Surely you’ve read about this in recent months:
- 25 to 46 million new patients going into the healthcare system1
- A predicted shortage of 50,000 primary care doctors2
- Dire warnings of overflowing waiting rooms and long waits to get appointments
This crisis will be with us for awhile—a student entering medical school today would not complete his or her primary care training until 7 years from now. This has huge implications for patient care and physician workload.
So what does this mean for pharma? As doctors face this bolus of patients coming through their exam rooms, will they make time to talk to sales reps? Will they have time to listen to anyone from pharma? More patients mean more prescriptions, but access to primary care doctors (already suffering) may fall off a cliff.
Add this to the mix: A recent Med Ad News article3 cited studies by HCI that showed that in 2001, 50% of physicians surveyed considered sales reps a “highly important source of information on new medical developments.” By 2009, that number had dropped to only 17%. If fewer doctors think reps are worth seeing and if their waiting rooms are soon to be overflowing with newly insured patients, how will product managers determine and defend the marketing mix?
As a marketer, it seems that you have 3 options:
- Keep doing things the way you’ve always done them and hope for the best.
- Crawl under your desk and suck your thumb.
- The only real option: Accept the new realities of the healthcare marketplace and start making radical adjustments.
You can’t stop the tidal wave of patients about to hit physician offices. But every crisis creates opportunities. Busy doctors need good educational materials and product information more than ever—your company just needs to make them realize this fact.
How? By addressing their needs in an honest and transparent way. Do this by meeting doctors and patients where they are—give them the information they really need and deliver it in the ways they want to get it. Break the mold and let’s get moving!
References:
- Jurek, Alex. Doctor shortage would pull plug on health care reform. INDenverTimes. October 9, 2009. http://www.indenvertimes.com/doctor-shortage-would-pull-plug-on-health-care-reform. Accessed January 12, 2010.
- Stern, Andrew. ANALYSIS-Shortage of doctors could damage healthcare reform. July 23, 2009. http://www.reuters.com/article/idUSN21255541. Accessed January 12, 2010.
- Detailing’s decline: calls for media mix re-evaluation. Med Ad News. 2009;28(12):19.

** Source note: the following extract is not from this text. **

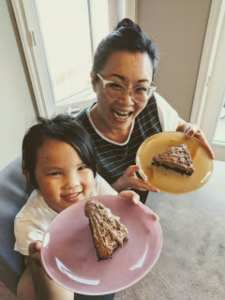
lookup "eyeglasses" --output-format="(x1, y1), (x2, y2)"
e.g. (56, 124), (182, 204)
(96, 73), (157, 103)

- Ed Leon, Senior Program Director, S+R Medical Communications


Right. And patients don’t want their doctors getting their information from reps at dinners, vacations, pharma-funded CMEs, etc. Patients also don’t want to see reps in the waiting rooms of their doctors; it makes us not trust our doctors and not trust the treatment advice that they give us. It also irritates us because who is to say whether we couldn’t get an earlier appointment because reps were taking up so much of the doctor’s time? Reps should go away. They do nothing for the doctor-patient relationship. They only hurt it.
Joan,
You bring up another important aspect of this whole issue–potential antagonism by patients. But the pharma company still has a responsibility to communicate product information to physicians and patients–how will they do this in the future? I wonder if anyone else has thoughts about this?